In the latest escalation of U.S.-Syrian hostilities, the United States took the unusual step Tuesday of issuing sanctions against Syria's top diplomat, Foreign Minister Walid Al-Moallem.

The announcement came as the brother of a prominent Washington, D.C.-based Syrian opposition activist and scholar, Radwan Ziadeh, was arrested by the Syrian regime of President Bashar al-Assad, and a day after a video appeared on YouTube showing Robert Ford, the American ambassador to Syria, being manhandled while on an Aug. 23 visit to the Syrian city of Jassem by two pro-Assad demonstrators, as first reported Monday by Foreign Policy. (You can see the YouTube video below.)

The Treasury Department announced Tuesday that it is sanctioning the Damascus regime's foreign minister, as well as Syria's ambassador to Lebanon, Ali Abdul Karim Ali, and Assad's presidential and media adviser, Bouthaina Shaaban.

Under the sanctions, Americans "are generally prohibited from engaging in transactions with any of the designees and any assets they may have subject to U.S. jurisdiction are frozen," the Treasury Department said. The sanctions also restrict the foreign minister's opportunities to travel to the United States outside of United Nations business in New York.
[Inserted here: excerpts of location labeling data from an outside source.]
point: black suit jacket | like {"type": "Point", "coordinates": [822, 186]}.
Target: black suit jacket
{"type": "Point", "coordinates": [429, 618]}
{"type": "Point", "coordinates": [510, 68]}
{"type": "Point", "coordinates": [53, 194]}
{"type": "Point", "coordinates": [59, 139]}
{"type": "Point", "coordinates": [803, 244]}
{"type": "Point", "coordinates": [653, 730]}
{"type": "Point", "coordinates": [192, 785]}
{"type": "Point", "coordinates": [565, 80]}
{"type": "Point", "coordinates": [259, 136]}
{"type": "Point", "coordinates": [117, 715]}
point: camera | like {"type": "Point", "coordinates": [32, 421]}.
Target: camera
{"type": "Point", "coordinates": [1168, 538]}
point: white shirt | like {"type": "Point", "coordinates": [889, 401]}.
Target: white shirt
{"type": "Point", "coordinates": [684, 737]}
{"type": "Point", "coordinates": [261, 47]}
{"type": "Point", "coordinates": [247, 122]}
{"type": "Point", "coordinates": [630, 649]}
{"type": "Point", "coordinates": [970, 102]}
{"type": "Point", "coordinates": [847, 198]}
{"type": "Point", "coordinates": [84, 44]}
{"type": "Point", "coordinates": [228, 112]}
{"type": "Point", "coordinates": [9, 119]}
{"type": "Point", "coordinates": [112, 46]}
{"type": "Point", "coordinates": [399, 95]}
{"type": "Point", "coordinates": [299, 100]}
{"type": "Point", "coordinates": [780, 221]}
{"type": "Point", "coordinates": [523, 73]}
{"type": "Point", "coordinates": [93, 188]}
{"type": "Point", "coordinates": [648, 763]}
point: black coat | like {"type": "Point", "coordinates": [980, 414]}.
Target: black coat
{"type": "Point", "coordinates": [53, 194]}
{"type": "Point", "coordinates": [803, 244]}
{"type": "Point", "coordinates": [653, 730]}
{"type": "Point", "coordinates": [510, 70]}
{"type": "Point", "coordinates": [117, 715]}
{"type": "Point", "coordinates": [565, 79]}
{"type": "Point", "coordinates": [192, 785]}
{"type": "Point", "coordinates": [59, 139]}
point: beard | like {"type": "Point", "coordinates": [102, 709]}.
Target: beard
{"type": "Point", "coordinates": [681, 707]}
"Building on our sanctions targeting the entire Government of Syria, we are bringing additional pressure to bear today directly on three senior Asad regime officials who are principal defenders of the regime's activities," the Treasury Department's undersecretary for terrorism and financial intelligence, David S. Cohen, said in a press release Tuesday.

Syrian pro-democracy activist Radwan Ziadeh, a Syrian scholar based at George Washington University, confirmed in an email to the Envoy Tuesday that his brother was taken into custody by Syrian Air Force security personnel Tuesday.

"Yes, the [Syrian] Air Force security arrested him today morning and we don't have info about him where he is exactly right now," Ziadeh said in an email. "I have a concern [he] may be under torture."

Ziadeh was among a group of Syrian and Syrian-American democracy activists who met with Secretary of State Hillary Clinton earlier this month.

Separately, the European Union is expected to possibly issue sanctions on energy imports from Syria this week. European Union countries account for some 90 percent of Syria's oil exports, analysts said.